The guy I go to for my Red Sox info considered that to be a smoking gun when I spoke to him this afternoon. It does look bad, but all I can say is this - just because your wife runs your life doesn't mean Roger Clemens and his wife can't pursue independent courses of action vis-a-vis growth hormone. But it looks bad, nonetheless.

As for those who regard Andy Pettitte's testimony as ironclad proof of Clemens' dishonesty, I can't see it that way. Yes, Andy Pettitte is a born-again Christian. But when he admitted to using HGH way back in the aftermath of the Mitchell Report, Pettitte was adamant that he'd only used HGH for a very short time in 2002. Now, his deposition tells us that he also injected himself in 2004 with HGH he got from his father. I can't help but wonder where this story will lead us when Andy is done spilling the beans in bits and pieces.

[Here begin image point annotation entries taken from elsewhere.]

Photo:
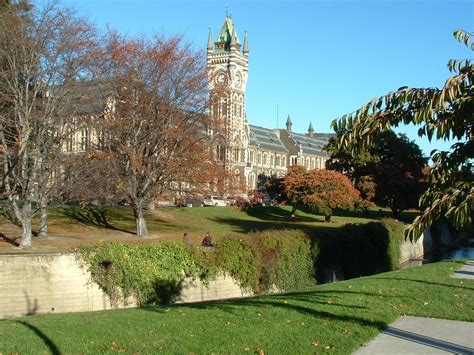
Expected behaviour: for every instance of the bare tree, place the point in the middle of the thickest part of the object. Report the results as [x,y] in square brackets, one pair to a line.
[46,54]
[156,129]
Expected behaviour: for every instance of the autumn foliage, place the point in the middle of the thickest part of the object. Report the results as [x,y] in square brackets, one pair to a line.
[321,190]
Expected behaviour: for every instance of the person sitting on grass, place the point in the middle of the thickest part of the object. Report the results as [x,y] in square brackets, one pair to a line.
[207,241]
[187,239]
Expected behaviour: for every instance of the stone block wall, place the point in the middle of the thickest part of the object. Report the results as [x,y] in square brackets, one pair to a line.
[56,283]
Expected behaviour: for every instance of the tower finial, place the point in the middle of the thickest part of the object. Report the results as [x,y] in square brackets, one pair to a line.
[209,41]
[288,123]
[246,44]
[233,38]
[310,129]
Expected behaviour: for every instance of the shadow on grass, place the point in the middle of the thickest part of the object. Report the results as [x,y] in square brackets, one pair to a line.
[246,226]
[463,286]
[278,214]
[48,342]
[405,216]
[92,216]
[285,302]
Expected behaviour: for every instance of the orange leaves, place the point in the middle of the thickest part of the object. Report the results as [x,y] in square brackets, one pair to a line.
[320,189]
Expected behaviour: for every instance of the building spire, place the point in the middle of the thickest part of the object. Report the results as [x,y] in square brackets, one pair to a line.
[310,129]
[246,44]
[209,41]
[288,123]
[233,39]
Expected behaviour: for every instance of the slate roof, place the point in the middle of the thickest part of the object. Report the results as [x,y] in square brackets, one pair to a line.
[266,139]
[313,145]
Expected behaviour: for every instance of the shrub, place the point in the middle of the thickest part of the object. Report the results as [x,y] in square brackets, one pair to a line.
[236,257]
[286,260]
[262,261]
[152,273]
[360,249]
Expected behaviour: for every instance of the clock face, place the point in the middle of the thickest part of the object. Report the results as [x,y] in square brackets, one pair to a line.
[220,78]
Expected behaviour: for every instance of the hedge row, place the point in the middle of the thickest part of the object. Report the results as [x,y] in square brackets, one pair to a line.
[260,262]
[359,249]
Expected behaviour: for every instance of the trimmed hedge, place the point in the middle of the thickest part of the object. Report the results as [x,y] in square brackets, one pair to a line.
[260,262]
[359,249]
[266,260]
[153,273]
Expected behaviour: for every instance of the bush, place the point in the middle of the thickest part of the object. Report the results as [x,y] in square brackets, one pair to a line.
[360,249]
[286,260]
[266,260]
[236,257]
[151,273]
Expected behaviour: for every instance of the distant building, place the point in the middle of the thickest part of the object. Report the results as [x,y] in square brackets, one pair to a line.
[249,151]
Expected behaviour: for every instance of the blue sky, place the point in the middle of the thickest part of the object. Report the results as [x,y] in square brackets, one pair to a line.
[316,60]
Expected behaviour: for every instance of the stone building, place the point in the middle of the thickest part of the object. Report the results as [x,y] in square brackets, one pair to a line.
[245,150]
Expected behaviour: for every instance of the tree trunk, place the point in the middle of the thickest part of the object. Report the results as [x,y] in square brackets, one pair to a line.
[142,230]
[43,225]
[25,220]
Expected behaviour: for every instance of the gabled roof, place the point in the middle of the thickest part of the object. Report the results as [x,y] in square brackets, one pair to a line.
[266,139]
[312,145]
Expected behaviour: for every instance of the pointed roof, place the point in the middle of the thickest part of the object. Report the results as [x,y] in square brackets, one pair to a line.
[227,32]
[246,43]
[310,129]
[288,123]
[209,40]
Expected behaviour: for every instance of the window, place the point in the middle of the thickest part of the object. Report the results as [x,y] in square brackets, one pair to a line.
[220,152]
[224,108]
[84,139]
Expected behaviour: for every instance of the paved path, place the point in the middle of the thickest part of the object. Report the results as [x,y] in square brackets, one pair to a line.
[465,272]
[415,335]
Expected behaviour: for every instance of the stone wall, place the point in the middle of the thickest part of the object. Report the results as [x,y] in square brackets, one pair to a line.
[415,250]
[50,283]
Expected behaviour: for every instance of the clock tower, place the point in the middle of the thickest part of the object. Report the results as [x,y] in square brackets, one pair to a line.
[227,68]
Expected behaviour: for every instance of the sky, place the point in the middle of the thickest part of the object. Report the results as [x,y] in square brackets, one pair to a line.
[314,60]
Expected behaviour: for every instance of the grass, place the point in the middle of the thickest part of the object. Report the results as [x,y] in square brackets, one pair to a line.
[71,226]
[335,318]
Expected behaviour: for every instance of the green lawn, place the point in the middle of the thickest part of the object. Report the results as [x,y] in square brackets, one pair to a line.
[217,220]
[334,318]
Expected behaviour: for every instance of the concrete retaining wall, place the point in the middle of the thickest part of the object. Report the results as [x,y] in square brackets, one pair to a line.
[50,283]
[416,250]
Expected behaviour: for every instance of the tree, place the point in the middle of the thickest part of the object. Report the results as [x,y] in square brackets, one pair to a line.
[446,113]
[44,53]
[155,130]
[389,173]
[319,189]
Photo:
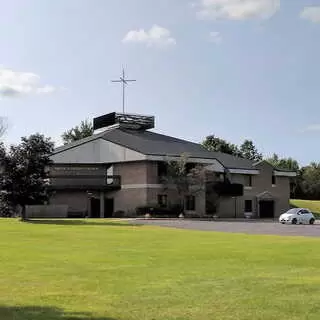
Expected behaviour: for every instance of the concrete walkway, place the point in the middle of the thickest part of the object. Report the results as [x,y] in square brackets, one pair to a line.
[238,226]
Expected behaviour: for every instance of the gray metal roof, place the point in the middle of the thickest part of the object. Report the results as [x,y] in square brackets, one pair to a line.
[151,143]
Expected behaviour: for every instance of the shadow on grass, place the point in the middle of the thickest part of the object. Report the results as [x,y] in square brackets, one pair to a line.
[83,222]
[44,313]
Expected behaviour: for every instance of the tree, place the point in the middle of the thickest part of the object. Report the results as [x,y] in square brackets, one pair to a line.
[212,143]
[84,130]
[25,172]
[284,163]
[249,151]
[310,181]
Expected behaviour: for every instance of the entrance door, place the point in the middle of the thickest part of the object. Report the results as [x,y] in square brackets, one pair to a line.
[266,209]
[108,208]
[95,208]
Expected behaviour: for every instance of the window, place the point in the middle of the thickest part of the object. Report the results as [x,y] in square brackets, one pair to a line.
[190,203]
[190,167]
[162,169]
[248,206]
[248,181]
[162,200]
[220,176]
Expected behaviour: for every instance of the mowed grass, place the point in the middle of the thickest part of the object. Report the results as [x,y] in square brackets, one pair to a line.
[102,270]
[313,206]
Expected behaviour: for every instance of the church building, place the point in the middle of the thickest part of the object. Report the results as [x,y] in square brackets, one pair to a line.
[119,168]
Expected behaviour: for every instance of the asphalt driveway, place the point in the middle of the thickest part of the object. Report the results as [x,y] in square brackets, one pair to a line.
[249,227]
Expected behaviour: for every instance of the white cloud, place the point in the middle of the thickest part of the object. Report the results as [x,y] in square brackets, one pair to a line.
[14,84]
[215,37]
[156,36]
[312,128]
[236,9]
[311,13]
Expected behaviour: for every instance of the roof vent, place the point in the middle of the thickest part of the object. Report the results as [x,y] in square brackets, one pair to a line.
[124,120]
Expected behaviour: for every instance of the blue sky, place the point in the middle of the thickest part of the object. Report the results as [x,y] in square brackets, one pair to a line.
[234,68]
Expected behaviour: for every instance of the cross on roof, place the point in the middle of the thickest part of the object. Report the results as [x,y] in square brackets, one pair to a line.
[124,82]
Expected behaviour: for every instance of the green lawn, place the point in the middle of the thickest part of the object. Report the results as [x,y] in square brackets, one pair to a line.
[313,206]
[103,270]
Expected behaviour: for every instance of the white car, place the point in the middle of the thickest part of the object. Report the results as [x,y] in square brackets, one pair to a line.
[297,216]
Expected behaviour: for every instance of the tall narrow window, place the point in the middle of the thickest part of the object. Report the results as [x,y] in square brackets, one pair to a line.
[190,203]
[248,181]
[162,200]
[248,206]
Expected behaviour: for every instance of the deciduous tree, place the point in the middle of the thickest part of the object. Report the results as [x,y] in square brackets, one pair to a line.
[25,172]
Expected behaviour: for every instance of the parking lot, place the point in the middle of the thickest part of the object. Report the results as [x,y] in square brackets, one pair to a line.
[248,227]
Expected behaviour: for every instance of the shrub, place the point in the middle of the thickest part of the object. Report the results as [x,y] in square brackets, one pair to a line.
[119,214]
[171,211]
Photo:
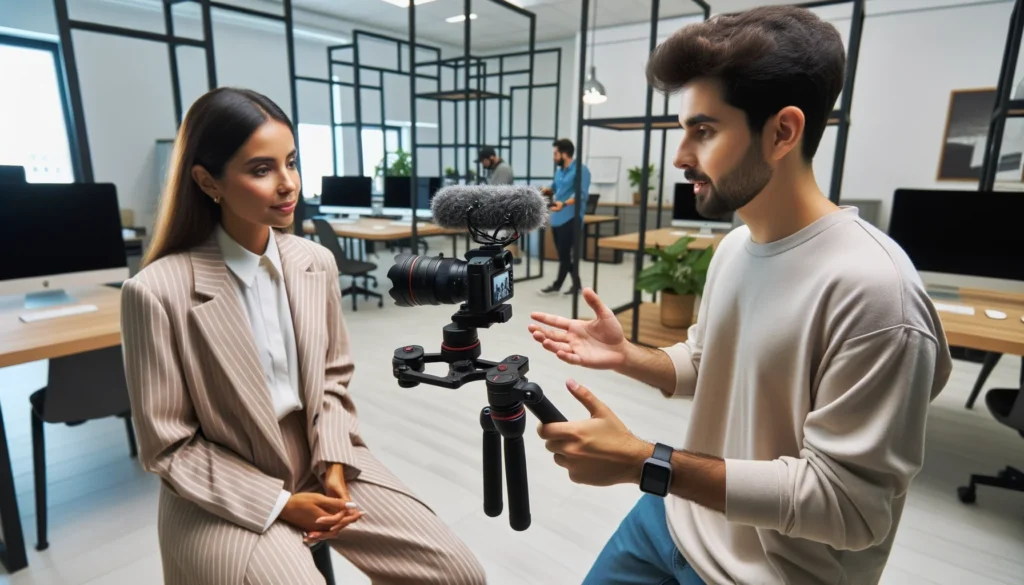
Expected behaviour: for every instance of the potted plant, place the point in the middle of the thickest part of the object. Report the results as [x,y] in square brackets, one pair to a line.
[635,176]
[679,274]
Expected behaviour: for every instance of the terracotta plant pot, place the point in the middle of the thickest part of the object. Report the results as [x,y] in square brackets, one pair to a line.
[677,310]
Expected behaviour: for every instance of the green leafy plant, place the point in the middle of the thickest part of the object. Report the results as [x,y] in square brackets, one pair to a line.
[677,269]
[635,176]
[402,165]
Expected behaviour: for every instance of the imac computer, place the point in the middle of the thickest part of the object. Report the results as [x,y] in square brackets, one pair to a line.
[397,196]
[56,237]
[684,213]
[346,195]
[960,239]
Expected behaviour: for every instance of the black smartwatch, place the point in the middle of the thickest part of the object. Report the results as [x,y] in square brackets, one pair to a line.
[656,475]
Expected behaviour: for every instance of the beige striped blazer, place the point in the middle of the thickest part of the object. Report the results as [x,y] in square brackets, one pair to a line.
[202,410]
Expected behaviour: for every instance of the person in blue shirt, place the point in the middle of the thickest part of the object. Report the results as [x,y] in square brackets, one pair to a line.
[563,202]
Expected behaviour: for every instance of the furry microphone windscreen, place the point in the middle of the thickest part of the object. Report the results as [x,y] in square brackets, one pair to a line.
[520,207]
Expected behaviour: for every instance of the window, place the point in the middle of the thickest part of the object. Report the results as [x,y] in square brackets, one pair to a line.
[34,119]
[314,157]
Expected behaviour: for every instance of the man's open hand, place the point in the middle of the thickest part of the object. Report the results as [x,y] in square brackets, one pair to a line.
[598,451]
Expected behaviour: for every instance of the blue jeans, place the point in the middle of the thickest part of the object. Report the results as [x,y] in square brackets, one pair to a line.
[642,552]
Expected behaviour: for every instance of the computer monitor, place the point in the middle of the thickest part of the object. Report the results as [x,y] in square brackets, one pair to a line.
[11,174]
[59,236]
[684,211]
[397,194]
[346,195]
[961,238]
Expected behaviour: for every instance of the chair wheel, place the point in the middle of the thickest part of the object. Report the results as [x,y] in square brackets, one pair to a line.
[967,494]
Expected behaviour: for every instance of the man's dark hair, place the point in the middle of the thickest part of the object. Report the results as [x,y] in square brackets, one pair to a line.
[564,147]
[765,58]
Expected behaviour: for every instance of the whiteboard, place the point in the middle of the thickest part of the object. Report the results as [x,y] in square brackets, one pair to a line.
[604,170]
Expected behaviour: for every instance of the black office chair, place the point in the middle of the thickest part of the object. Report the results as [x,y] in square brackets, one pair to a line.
[81,387]
[1008,408]
[347,266]
[322,558]
[10,174]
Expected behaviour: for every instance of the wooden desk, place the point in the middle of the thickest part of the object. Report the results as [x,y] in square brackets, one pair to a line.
[592,225]
[664,238]
[381,230]
[978,331]
[24,342]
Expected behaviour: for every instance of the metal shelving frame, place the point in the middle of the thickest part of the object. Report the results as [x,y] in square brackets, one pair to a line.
[473,70]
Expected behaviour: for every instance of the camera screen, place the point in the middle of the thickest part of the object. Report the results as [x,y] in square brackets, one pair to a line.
[501,287]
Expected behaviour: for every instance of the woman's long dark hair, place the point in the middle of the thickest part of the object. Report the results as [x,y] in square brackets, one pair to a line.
[215,127]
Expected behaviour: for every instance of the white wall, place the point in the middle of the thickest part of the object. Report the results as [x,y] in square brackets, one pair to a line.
[128,101]
[913,53]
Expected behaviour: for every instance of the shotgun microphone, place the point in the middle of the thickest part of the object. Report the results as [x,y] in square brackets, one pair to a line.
[516,207]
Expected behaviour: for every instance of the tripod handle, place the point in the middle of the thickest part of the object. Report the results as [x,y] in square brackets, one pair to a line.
[540,405]
[492,465]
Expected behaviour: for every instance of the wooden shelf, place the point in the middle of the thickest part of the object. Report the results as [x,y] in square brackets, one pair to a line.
[651,332]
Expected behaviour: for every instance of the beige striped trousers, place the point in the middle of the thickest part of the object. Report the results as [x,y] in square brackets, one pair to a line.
[398,541]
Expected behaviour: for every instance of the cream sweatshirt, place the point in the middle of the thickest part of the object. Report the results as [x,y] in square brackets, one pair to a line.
[811,367]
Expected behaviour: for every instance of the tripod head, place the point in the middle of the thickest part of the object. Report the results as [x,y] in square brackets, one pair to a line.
[509,394]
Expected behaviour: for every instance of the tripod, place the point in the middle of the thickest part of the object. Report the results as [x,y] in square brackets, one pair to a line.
[509,394]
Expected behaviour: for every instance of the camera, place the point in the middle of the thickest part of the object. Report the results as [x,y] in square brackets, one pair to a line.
[483,281]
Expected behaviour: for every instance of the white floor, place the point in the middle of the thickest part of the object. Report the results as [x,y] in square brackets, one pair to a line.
[102,506]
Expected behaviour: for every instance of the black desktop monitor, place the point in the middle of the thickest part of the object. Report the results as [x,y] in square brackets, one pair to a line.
[397,192]
[963,233]
[58,236]
[346,192]
[684,210]
[11,174]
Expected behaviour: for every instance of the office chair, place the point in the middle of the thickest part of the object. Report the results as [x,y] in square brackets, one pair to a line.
[1008,408]
[10,174]
[346,265]
[322,558]
[81,387]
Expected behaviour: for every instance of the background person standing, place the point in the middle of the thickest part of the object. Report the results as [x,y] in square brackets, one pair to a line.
[563,201]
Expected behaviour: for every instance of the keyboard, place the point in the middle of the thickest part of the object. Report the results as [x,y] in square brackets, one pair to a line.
[57,312]
[957,308]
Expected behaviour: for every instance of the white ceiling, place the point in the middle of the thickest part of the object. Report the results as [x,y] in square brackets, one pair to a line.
[498,27]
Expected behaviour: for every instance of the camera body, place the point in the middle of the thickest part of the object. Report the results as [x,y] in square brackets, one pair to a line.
[489,279]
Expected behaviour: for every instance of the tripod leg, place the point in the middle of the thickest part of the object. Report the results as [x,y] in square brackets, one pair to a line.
[492,465]
[541,406]
[515,467]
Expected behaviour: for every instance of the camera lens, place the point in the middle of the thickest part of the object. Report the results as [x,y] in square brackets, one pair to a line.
[427,280]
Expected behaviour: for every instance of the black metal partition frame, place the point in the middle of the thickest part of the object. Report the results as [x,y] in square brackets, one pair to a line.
[66,26]
[666,122]
[1005,107]
[473,71]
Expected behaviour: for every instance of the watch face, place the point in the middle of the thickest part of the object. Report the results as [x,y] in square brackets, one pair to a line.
[655,478]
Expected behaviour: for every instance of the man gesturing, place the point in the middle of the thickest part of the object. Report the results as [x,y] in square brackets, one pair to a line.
[815,354]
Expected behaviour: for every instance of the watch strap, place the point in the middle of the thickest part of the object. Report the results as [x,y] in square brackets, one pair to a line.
[663,452]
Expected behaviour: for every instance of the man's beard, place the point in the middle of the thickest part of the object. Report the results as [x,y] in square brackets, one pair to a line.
[734,190]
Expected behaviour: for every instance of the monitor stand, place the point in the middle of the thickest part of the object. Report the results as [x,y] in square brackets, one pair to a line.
[47,299]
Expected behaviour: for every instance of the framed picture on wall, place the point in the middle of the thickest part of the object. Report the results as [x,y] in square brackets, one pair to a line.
[963,154]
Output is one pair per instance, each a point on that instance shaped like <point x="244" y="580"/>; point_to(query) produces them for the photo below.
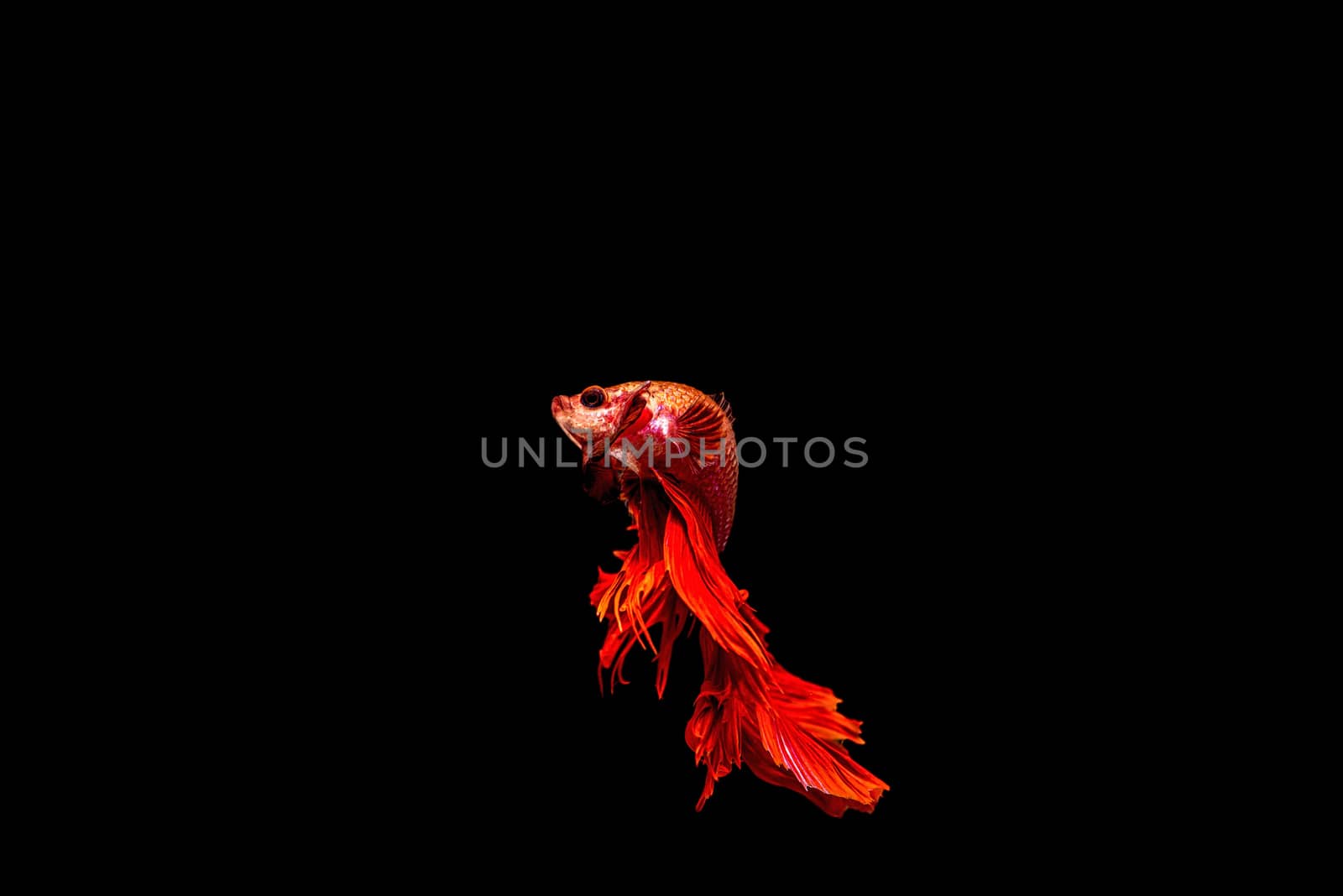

I thought Roger looked convincing under the questioning. He stumbled a bit, and seemed to falter in places. But he looked like a regular guy under intense pressure in an unfamiliar setting. After all, had Clemens ever testified under oath, on camera before a Congressional committee before? Of course McNamee looked more polished, he's had plenty of experience with this sort of thing.

In the glut of after the fact coverage, I noticed that Congressman Watkins of Maryland got rave reviews for his hard-hitting cross examination of Clemens. Personally, I thought Congressman Burton of Indiana stole the show. And the rep from Connecticut, Congressman Shays, did a great deal of damage to McNamee's credibility when he forced McNamee to admit under oath that he was a drug dealer. It wasn't so much the admission, but the way McNamee failed to weasel out by saying that's your opinion a half dozen times.

McNamee, to me at any rate, looked like a small, devious, petty weasel in his good moments. In his bad moments, particularly under Burton's questioning, McNamee looked like a guy who has already admitted to having lied to police and investigators on a few occasions. I am most interested to find out exactly what is in McNamee's service record from his time in the NYPD.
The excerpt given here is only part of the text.